Drawing a sine wave without going all gothic

[Nominal Animal]

When doing contour fills to an arbitrary polygon or curve, things get really interesting when the contour curve (offset curve) intersects itself.

If you start each contour with the base polygon or curve having a specific direction (say, counterclockwise), then you only need to remove the parts of the contour curve that are drawn in the other direction (between intersection points; or the entire contour curve, if there are no self-intersections).

Another way is to test a single point in the contour curve (for the entire contour if no self-intersections, or a point per segment between two consecutive self-intersections) for the distance to the base polygon or curve.  If the distance is less than the contour offset, then one removes that contour curve segment.

At one point, I worked out the math needed for offsetting vinyl cutter blades for polygon shapes.  (The blade drags behind the actual device point/head, but rotates freely.)
I even wrote a script in Awk to do that for HPGL input and output, and it is used with a certain vinyl cutting software.  (The author is a friend, who I haven't been able to contact at all in a year and a half; about a third of a world away.)

For just drawing this kind of stuff, I warmly recommend Inkscape.  (Any other vector graphics application works fine, though.)
They all tend to use piecewise cubic Bézier curves for, well, curves; because that is the one that tends to be accelerated and widely used, from PostScript to SVG.
Obviously, there you can simply choose how you wish to stroke the curve.  The easiest way to control the shape of the circle/ellipse of the stroking "pen", is to simply do it with a circular pen and then scale the rectangular region containing the curve to match the circle aspect ratio.  If the stroke shape is angled, rotate the curve first by the stroke angle in the opposite direction, then scale, and then rotate back.

If one wanted to do this in SVG by hand, the coordinates are not difficult to calculate.  The only thing is to how to split the sine curve into cubic Béziers: quarter or half-waves, or something else.  The definition of the "best" approximation is the difficult thing, because one can measure the deviation in several different ways: most commonly the deviation is only measured along one axis only (since that then corresponds to the error of a single variable function at that point), but distance (numerically) or distance squared (linear least squares fitting) can also be used.  Since the SVG format internally supports linear transformations on a per-element basis, one could trivially support circular or ellipse shaped stroke "pens" at different stroke angles and radiuses.

[Renate]

When I'm generating static images I don't worry much about efficiency.
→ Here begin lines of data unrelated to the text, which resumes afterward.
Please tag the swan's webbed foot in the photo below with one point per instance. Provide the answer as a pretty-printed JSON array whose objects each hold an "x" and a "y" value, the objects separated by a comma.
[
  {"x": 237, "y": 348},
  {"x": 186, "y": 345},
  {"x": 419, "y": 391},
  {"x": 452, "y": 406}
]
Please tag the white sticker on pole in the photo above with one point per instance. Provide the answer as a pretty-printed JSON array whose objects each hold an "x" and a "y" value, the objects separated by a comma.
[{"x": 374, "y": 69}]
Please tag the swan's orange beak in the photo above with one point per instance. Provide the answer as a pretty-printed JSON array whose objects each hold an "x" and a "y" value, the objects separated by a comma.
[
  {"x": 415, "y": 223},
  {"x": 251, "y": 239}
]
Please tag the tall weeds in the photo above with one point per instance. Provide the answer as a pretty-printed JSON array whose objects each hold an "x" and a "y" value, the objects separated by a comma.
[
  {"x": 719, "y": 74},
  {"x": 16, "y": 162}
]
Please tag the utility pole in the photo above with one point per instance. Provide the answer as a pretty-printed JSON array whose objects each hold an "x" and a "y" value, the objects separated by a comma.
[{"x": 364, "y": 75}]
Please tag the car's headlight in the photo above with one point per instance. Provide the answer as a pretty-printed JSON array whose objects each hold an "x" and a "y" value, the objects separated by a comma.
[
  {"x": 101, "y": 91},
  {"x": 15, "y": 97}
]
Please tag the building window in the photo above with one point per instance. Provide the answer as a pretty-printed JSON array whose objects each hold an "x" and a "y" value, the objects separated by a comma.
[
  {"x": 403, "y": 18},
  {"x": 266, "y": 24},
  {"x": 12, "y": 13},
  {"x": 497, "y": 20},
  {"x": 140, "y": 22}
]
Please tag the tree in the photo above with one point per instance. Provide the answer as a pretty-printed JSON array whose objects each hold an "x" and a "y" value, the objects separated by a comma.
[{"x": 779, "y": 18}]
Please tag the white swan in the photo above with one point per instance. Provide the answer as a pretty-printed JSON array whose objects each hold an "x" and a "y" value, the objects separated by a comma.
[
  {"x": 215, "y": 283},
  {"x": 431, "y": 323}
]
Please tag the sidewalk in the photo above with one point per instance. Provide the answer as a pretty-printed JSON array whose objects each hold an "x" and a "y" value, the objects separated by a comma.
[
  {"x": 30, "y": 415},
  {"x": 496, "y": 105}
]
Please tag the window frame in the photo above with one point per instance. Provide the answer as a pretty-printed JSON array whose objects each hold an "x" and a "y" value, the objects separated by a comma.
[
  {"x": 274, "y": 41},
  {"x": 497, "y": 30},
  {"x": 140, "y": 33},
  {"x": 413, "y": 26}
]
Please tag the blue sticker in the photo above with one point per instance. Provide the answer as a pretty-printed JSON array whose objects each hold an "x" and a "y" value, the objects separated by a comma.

All of the images in this thread were generated with code that uses SVG line segments for all the curves. I used to use Inkscape export to render to PNG. Just to be contradictory, I do begrudge how long an invocation on the command line of Inkscape takes. It also generates a 32 bit PNG with alpha, even when no alpha is required. I wrapped up Window's Direct2D renderer in a command and use my own PNG output routines to output minimal PNG files. Direct2D support of SVG is minimal, as in, it doesn't support <text>.

[Nominal Animal]

In Inkscape, I convert all texts to paths, by selecting a text thingy, then Edit > Select Same > Object type, then Path > Object to path, then Object > Ungroup, then Edit > Select Same > Fill and Stroke, and finally Path > Combine.

A lot of generated SVG files can be optimized in a similar fashion, by first repeatedly ungrouping all groups until no groups are left, then doing the above for all non-Path/Circle/Rectangle objects.  I've written some Inkscape extensions, but automatizing the above does not really work, because it also changes the element display order.

For batch conversion of SVG files to PNG, I recommend ImageMagick's convert, optionally followed by pngcrush -brute.

In Linux, I often use NetPBM tools to optimize PNG images:
    pngtopnm -background '#ffffff' -mix source.png | pnmquant N | pnmtopng -compress 9 > temp.png
    pngcrush -brute temp.png result.png >/dev/null 2>/dev/null
    rm -f temp.png
(via a script).  This also removes any unnecessary PNG chunks and the alpha channel.  All italic parts vary as needed.  Powers of two N work best in PNG, but sometimes the color quantizer needs a couple of extra entries to use the full power of two N.  Even with the pngcrush brute-force optimization stage, running it a few different times with different N and comparing the result to the original, is fast enough for me.

My scripts use an autodeleted temporary directory, via

Code: [Select]

#!/bin/bash
Work=$(mkdir -d) || exit 1
trap "rm -f '$Work'" EXIT

# use "$Work/" for temporary files, it will be autodeleted

so I can trivially run a couple of different conversions in parallel.